There’s no end to the interesting questions when browsing this data. And that’s just looking at one feature, namely the MIME type.
The third kind of data created in the Hadoop job gives a basis for much more detailed observations. We’ve got EXIF data, including GPS if available, HTML title and keyword elements, authors, last modification time, etc. I selected at random a data file from a typical ARC file, i.e. one that contains circa the average of 3500 documents. This data file has 430 unique properties!
These extracted properties are collected in 79,829 ZIP files and before any analysis would be feasible, these files should be combined into one big sequence file and a few Pig Latin UDFs should be written. This would facilitate a kind of explorative analysis. How close to real-time read, eval, print, loop, such a investigation could be, remains to be seen, as this is, unfortunately, a task for another day.
Lessons learned
First off, thank you if you’ve read this far.

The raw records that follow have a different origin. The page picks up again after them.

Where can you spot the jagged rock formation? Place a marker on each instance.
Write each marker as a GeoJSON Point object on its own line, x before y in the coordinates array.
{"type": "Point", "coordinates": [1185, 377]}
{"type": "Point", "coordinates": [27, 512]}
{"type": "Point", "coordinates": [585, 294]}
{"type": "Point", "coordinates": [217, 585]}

I did put quite a bit of detail into this blog post—without any TL;DR warning.
The process of going from the idea of this experiment to finishing this blog post has been long but very rewarding.
I’ve uncovered bugs in and added features to Nanite in fun collaboration with Will Palmer and this is far from over. I will continue working with Will on Nanite as I see great value in this tool. As a start I would like to address all the issues uncovered as described in this blog post.
I’ve learned that CPU time actually is much cheaper than developer time. If the cluster should run for 10 hours and fail in the last few minutes, who cares? It’s better than me spending hours trying to dig up a small bug that might be hidden somewhere down in the deepest Java dependencies. Up till a certain break-even threshold, that is!
I’ve learnt a valuable lesson: Know thy data! When performing jobs that potentially could run for weeks, it is very important that you know the data you’re trying to crunch. Still, it’s equally as important to have your tools be indeed very robust. They should be able to survive anything that might be thrown at them, because, running on large data amounts like this, every kind of valid and non-valid data will be encountered. I.e. if one file in a million is a serious problem, you will encounter 17,000 serious problems processing the web archive. If the job runs for 3 months, that’s almost 10 serious problems an hour.
All this being said and done, we must not forget why we do this. It’s not for the sake of creating fast tools, nor reliable tools. It is to enable the curators to preserve our shared data as easy and trustworthy as possible. Also, especially relevant for web documents, it’s for the benefit of the researches in the humanities. To enable them to get answers to all the different questions they could possible imagine asking to such a huge corpora of documents from the last decade.
Even though this experiment answered some questions, I now stand with even more questions to be answered. Oh, and I need to run Nanite on 18 billion documents that are just waiting for me on a NFS mount point…
andy jackson
May 29, 2014 @ 10:35 am CEST
It's great to see this kind of detailed write-up on this subject, and I'm glad to see Nanite getting a work-out on your data. Here at the UK Web Archive, we've integrated it into our full text search stack, and are looking at ways of making this kind of information more usable for curators and researchers by exposing it as Solr search facets. Thanks to the work by yourself and Will, I know that SCAPE Nanite should be robust enough for us to depend on.